B. If any limited liability company whose registered agent has filed with the Commission a statement of resignation pursuant to § 13.1-1017 fails to file a statement of change pursuant to § 13.1-1016 within 31 days after the date on which the statement of resignation was filed, the Commission shall mail notice to the limited liability company of the impending cancellation of its existence. If the limited liability company fails to file the statement of change on or before the last day of the second month immediately following the month in which the impending cancellation notice was mailed, the existence of the limited liability company shall be automatically canceled as of that day.

C. The properties and affairs of a limited liability company whose existence has been canceled pursuant to this section shall pass automatically to its managers, or if the limited liability company is managed by its members, then to its members, or if the limited liability company has no managers or members, then to the holders of its interests, in each such case as trustees in liquidation. The trustees shall then proceed to (i) collect the assets of the limited liability company; (ii) sell, convey, and dispose of such of its properties as are not to be distributed in kind to its members; (iii) pay, satisfy, and discharge its liabilities and obligations; and (iv) do all other acts required to liquidate its business and affairs.
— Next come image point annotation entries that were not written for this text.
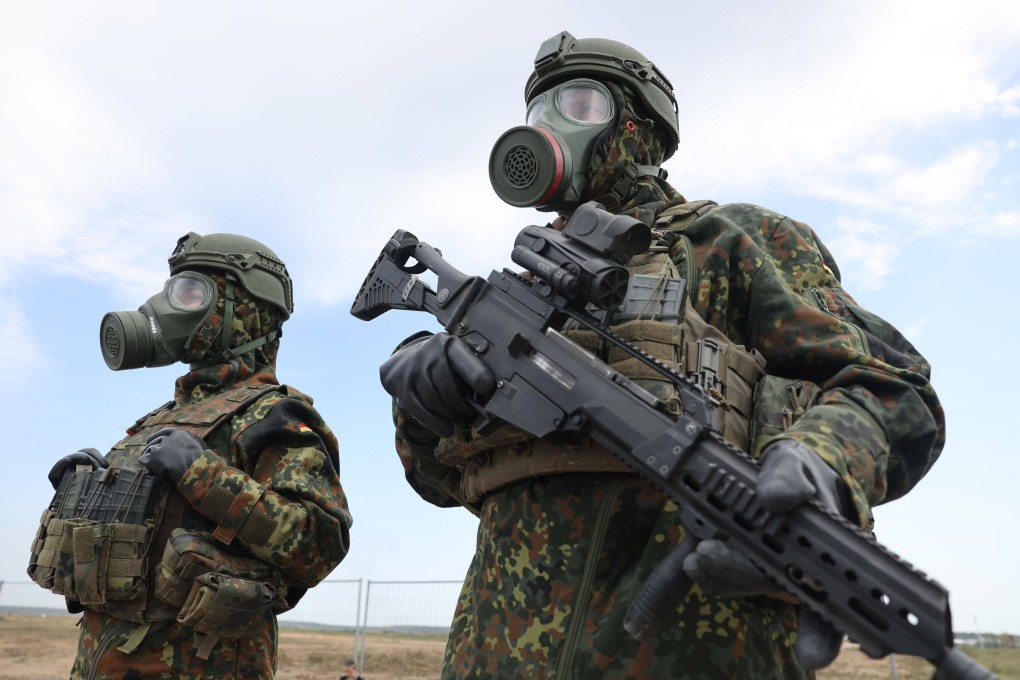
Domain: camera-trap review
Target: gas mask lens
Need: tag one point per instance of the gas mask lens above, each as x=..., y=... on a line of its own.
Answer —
x=584, y=104
x=159, y=332
x=545, y=164
x=534, y=109
x=189, y=292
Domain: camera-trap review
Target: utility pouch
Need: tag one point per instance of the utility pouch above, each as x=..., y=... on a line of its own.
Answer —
x=778, y=404
x=67, y=499
x=109, y=562
x=55, y=567
x=191, y=555
x=226, y=606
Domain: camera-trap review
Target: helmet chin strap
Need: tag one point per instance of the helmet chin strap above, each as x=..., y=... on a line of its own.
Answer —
x=225, y=352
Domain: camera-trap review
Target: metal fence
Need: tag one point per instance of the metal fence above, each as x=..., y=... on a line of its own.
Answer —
x=357, y=605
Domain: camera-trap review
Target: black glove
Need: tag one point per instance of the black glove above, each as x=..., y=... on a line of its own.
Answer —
x=80, y=457
x=434, y=378
x=169, y=453
x=791, y=474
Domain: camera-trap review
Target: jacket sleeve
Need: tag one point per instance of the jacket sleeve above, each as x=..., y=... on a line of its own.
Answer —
x=434, y=481
x=277, y=491
x=769, y=283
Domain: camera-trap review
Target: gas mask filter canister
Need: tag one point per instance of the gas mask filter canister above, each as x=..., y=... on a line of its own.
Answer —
x=545, y=164
x=159, y=332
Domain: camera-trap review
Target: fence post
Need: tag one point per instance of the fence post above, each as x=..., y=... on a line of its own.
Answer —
x=357, y=624
x=364, y=627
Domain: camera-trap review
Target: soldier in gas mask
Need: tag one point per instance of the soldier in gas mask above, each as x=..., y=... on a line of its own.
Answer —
x=220, y=508
x=834, y=402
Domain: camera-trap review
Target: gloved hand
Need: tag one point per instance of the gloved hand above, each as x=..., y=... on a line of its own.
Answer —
x=169, y=453
x=791, y=474
x=80, y=457
x=434, y=378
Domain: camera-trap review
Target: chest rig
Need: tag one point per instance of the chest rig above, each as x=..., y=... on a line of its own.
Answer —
x=101, y=539
x=659, y=319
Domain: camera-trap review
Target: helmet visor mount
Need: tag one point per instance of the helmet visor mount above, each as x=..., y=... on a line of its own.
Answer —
x=545, y=163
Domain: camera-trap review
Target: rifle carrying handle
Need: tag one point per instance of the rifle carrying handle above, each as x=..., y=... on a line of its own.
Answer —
x=663, y=590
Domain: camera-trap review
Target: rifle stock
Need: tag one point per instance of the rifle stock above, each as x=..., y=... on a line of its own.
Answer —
x=551, y=387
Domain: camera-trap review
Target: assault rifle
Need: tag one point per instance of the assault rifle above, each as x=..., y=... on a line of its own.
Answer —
x=551, y=387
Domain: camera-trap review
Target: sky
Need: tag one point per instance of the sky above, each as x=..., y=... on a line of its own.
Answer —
x=893, y=128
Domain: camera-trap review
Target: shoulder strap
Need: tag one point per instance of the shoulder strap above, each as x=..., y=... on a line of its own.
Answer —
x=669, y=226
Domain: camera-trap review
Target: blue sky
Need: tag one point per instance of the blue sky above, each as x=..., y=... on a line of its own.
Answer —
x=893, y=128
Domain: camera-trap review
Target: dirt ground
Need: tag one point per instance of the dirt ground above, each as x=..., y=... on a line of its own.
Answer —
x=42, y=647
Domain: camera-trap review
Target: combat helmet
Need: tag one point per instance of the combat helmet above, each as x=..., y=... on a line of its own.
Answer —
x=260, y=271
x=564, y=57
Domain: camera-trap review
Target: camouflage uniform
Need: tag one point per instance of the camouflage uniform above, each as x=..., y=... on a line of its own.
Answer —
x=267, y=484
x=560, y=558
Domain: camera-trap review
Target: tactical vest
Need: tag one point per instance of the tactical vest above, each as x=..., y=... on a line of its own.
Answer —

After paying or adequately providing for the payment of all its obligations, the trustees shall distribute the remainder of its assets, either in cash or in kind, among its members or interest holders according to their respective rights and interests.

D. No member, manager or other agent of a limited liability company shall have any personal obligation for any liabilities of the limited liability company, whether such liabilities arise in contract, tort, or otherwise, solely by reason of the cancellation of the limited liability company's existence pursuant to this section.

2008, c. 108; 2010, c. 703; 2013, c. 17.